I'm sure it will surprise eager AI users to learn that the architecture at the core of LLMs is fuzzy--and incompatible with structured logic or causality. The thinking isn't real, it's simulated, and is not even sequential. What people mistake for understanding is actually statistical association."

AI Has a Critical Flaw -- And it's Unfixable

"AI isn't intelligent in the way we think it is. It's a probability machine. It doesn't think. It predicts. It doesn't reason. It associates patterns. It doesn't create. It remixes. Large Language Models (LLMs) don't understand meaning -- they predict the next word in a sentence based on training data."

Let's return now to the larger context of AI replacing human workers en masse. This post by Michael Spencer of AI Supremacy and Jing Hu of 2nd Order Thinkers offers a highly informed and highly skeptical critique of the hype that AI will unleash a tsunami of layoffs that will soon reach the tens of millions. Will AI Agents really Automate Jobs at Scale?

Jing Hu explains the fundamental weaknesses in all these agents: it's well worth reading her explanations and real-world examples in the link above. Here is an excerpt:

"Today's agents have minimal true agency.

Their 'initiative' is largely an illusion; behind the scenes, they follow (or are trying to) tightly choreographed steps that a developer or prompt writer set up.
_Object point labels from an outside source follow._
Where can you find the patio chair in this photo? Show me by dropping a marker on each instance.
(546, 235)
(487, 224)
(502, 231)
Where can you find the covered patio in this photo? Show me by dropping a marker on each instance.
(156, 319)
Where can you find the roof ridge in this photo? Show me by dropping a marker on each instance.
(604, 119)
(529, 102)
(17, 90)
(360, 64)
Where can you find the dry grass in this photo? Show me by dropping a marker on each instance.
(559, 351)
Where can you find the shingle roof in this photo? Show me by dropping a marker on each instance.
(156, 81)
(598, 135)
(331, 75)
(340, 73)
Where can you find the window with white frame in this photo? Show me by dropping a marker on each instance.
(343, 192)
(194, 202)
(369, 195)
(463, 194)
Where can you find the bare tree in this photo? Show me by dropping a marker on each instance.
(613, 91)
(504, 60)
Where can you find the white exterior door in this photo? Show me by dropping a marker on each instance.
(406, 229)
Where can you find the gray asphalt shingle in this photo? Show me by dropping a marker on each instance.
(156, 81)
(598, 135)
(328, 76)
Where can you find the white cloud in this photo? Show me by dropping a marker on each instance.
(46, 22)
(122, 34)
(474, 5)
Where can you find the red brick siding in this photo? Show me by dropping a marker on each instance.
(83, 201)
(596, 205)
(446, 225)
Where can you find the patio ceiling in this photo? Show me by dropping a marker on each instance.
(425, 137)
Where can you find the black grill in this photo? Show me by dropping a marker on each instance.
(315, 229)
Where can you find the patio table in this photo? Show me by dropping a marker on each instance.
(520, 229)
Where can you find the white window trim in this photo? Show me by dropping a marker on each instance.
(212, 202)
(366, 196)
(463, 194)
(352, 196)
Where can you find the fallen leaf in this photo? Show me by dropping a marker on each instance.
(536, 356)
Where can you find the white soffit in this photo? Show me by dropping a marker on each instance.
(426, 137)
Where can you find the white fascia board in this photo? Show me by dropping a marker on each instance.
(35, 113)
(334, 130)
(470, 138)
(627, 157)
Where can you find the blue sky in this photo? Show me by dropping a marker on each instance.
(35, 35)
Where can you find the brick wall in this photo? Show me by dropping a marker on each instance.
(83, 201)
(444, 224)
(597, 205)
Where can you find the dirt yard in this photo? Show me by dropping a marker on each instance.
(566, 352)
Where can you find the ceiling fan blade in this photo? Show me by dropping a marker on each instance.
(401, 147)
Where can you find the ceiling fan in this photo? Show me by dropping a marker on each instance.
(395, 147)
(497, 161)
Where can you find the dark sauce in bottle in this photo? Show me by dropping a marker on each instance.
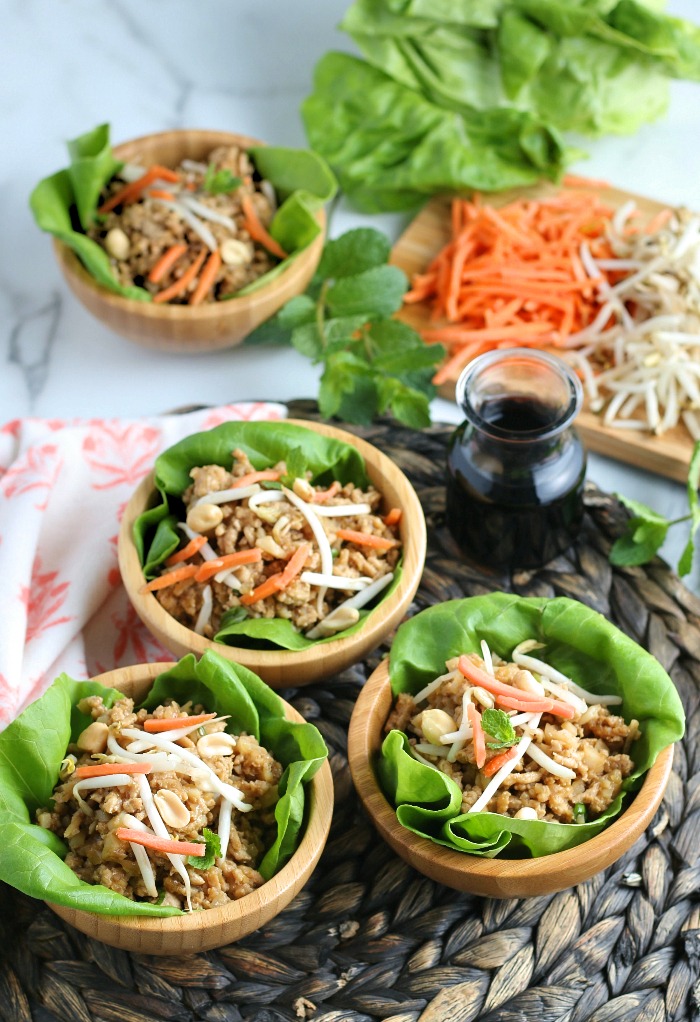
(515, 473)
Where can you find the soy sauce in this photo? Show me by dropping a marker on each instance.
(515, 475)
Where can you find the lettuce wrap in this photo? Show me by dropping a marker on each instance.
(579, 643)
(33, 746)
(65, 203)
(156, 535)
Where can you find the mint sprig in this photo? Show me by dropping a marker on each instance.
(646, 530)
(213, 845)
(372, 364)
(497, 724)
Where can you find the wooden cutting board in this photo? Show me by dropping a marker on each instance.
(666, 455)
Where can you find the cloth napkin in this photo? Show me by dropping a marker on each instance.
(63, 486)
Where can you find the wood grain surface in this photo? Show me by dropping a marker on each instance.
(282, 666)
(490, 877)
(667, 455)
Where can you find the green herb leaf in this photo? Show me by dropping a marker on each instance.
(686, 562)
(213, 844)
(497, 724)
(220, 182)
(371, 364)
(374, 292)
(354, 252)
(645, 535)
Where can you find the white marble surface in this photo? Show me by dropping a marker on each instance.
(232, 64)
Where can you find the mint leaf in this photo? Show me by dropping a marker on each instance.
(213, 844)
(497, 724)
(686, 562)
(220, 182)
(374, 292)
(296, 312)
(371, 364)
(642, 541)
(354, 252)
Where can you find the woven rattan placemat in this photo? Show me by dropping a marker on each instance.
(370, 938)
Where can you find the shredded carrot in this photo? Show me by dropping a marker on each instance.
(190, 550)
(267, 475)
(104, 770)
(171, 577)
(156, 724)
(321, 496)
(365, 539)
(208, 275)
(554, 706)
(281, 579)
(477, 736)
(164, 844)
(512, 276)
(183, 282)
(132, 191)
(501, 690)
(218, 564)
(164, 265)
(257, 231)
(294, 564)
(497, 761)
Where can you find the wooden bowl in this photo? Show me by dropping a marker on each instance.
(490, 877)
(182, 329)
(198, 931)
(281, 668)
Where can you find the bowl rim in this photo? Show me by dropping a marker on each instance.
(455, 868)
(72, 265)
(319, 816)
(414, 539)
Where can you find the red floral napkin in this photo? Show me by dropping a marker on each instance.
(63, 485)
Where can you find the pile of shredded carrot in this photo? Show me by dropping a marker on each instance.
(512, 277)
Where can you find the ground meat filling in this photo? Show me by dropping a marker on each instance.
(151, 227)
(98, 856)
(277, 529)
(594, 745)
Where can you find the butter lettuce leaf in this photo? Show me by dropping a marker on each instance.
(156, 536)
(478, 95)
(64, 203)
(391, 148)
(578, 642)
(33, 746)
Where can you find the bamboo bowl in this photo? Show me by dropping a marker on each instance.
(181, 329)
(281, 668)
(199, 931)
(490, 877)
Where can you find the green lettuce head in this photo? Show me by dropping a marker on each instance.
(579, 643)
(156, 535)
(33, 747)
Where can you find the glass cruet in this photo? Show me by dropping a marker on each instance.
(516, 466)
If you ask an agent to do Task X, it will do X, then stop. Ask for Y, and it does Y. But if halfway through X something unexpected happens, say a form has a new field, or an API call returns an error, the agent breaks down.

Because it has zero understanding of the task.

Change the environment slightly (e.g., update an interface or move a button), and the poor thing can't adapt on the fly.

AI agents today lack a genuine concept of overarching goals or the common-sense context that humans use.

They're essentially text prediction engines."

I've shared my own abysmal experiences with "customer service" AI bots:

Digital Service Dumpster Fires and Shadow Work

Here's my exploration of the kinds of experiential real-world skills AI won't master with total capital and operational costs that are lower than the cost of human labor: oops, that hallucination just sawed through a 220V electrical line that wasn't visible but the human knew was there.